The experience with these two banks suggests that, in India, the board-driven model may produce results initially but could run into serious problems over time.

Secondly, the banks that have been completely private sector in character from the word go and are faring well today -- Kotak Mahindra Bank, YES Bank, IndusInd Bank -- all have a dominant investor.

So does HDFC Bank, although it, too, is of semi-government parentage.

A fair inference is that India has a long way to go before it develops a culture of professional boards accountable to institutional investors.

The model that is working better today in private banks is one where a dominant investor calls the shots.

It won’t do, therefore, for the government to drop its equity stake below 50 per cent and hand over matters to professional boards, as the P J Nayak Committee on bank governance had recommended in 2014.

The Nayak Committee saw Axis Bank as the role model for other PSBs to follow. One is not sure that the Nayak committee would think so today.

At any rate, analysts and investors are unlikely to relish the prospect.

The model that will enthuse them is one with a dominant private investor, somebody with “skin in the game”.

Since regulations do not allow foreign ownership to exceed five per cent in general, the dominant investor would have to be an Indian industrial house or one of the private banks with a dominant investor.

Giving a bank licence to an industrial house poses serious systemic risks: The RBI did not give a bank licence to any industrial house in the last round.

As for private banks taking over PSBs, it’s not clear they would be keen to do so.

The better ones are doing well enough through organic growth. They are likely to find the human resource issues entailed by the acquisition of a PSB daunting.

It’s hard to resist the conclusion that the conditions for privatising PSBs are not in place today.

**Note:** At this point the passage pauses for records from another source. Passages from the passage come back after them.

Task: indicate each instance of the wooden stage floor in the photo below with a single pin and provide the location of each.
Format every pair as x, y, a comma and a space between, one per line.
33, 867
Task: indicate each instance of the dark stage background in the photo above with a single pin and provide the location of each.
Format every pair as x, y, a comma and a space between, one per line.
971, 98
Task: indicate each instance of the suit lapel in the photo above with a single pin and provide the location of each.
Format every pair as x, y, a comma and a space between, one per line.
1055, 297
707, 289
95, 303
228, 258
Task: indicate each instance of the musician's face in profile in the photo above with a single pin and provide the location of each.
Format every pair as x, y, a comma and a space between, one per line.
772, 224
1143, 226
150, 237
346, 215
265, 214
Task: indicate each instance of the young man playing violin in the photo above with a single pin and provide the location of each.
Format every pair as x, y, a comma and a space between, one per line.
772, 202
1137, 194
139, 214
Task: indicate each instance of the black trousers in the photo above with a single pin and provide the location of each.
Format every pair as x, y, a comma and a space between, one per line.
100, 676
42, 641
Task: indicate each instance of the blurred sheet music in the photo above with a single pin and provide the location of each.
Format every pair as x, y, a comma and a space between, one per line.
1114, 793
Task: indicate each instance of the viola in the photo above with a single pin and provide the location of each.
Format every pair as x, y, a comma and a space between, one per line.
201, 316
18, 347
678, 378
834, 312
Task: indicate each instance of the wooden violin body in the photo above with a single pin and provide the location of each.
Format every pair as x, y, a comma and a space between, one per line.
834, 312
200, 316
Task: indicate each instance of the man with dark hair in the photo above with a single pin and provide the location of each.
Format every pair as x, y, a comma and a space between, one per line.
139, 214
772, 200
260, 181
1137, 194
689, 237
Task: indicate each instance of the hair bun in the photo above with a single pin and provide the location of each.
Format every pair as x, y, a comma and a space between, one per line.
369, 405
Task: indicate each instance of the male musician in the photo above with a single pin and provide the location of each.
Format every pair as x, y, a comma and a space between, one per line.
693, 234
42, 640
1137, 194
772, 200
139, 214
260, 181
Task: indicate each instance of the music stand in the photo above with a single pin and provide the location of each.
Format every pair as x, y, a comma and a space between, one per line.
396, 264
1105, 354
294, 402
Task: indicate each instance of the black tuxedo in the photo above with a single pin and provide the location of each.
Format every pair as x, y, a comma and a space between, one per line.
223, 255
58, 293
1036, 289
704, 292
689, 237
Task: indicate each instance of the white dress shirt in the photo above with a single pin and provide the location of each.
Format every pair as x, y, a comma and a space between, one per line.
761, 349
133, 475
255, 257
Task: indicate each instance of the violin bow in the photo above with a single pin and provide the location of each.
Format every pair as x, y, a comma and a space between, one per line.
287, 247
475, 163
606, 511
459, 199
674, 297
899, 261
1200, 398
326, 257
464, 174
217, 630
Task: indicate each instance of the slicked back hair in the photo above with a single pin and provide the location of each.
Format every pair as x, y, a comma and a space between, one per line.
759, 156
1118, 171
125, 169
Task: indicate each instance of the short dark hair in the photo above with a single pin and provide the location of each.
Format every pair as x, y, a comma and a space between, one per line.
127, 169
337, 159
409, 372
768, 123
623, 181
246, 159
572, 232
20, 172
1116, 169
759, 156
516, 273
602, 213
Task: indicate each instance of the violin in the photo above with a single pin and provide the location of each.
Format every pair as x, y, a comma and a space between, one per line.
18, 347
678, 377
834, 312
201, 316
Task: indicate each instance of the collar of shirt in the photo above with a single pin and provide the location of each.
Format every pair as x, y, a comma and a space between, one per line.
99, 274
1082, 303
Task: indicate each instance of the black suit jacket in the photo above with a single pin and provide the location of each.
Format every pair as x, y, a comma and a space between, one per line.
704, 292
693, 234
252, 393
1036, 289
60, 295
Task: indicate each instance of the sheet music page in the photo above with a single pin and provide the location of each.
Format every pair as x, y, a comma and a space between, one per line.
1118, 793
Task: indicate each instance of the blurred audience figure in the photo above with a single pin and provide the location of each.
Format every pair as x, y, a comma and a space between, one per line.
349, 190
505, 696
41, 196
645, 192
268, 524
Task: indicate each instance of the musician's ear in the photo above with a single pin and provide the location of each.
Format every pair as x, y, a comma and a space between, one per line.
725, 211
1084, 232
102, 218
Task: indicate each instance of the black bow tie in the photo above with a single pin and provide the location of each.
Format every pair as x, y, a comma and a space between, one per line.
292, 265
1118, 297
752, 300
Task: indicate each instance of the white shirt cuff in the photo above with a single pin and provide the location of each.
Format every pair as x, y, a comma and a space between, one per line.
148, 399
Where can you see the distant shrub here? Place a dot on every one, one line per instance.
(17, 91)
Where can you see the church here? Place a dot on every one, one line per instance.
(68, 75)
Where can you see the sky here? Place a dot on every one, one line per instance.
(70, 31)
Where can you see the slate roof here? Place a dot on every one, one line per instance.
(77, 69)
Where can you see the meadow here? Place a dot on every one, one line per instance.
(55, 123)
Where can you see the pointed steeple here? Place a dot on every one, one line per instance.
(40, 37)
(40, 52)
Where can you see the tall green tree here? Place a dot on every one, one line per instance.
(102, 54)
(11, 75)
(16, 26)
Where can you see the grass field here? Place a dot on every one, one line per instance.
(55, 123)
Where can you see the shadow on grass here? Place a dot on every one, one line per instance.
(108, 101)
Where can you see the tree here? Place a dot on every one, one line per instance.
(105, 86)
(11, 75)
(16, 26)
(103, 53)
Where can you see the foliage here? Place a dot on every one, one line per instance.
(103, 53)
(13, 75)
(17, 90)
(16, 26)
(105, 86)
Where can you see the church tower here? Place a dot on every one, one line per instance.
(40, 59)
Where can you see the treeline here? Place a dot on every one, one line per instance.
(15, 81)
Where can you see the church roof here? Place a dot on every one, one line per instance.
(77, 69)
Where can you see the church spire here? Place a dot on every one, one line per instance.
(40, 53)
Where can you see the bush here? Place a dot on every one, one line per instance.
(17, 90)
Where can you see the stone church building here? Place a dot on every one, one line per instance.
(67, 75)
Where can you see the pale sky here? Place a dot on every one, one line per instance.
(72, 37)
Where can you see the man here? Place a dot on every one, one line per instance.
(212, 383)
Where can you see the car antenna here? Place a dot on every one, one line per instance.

Simply letting go of government control and leaving matters to boards risks creating a dangerous governance vacuum at PSBs.

There is, therefore, no realistic alternative to reforming and strengthening PSBs under government ownership.

It is ironical that the political class seems to have grasped this reality while those mocking it for not embracing “big bang” reform haven’t.

T T Ram Mohan is a professor at IIM Ahmedabad. He is on the board of IndusInd Bank. Views are the author’s alone.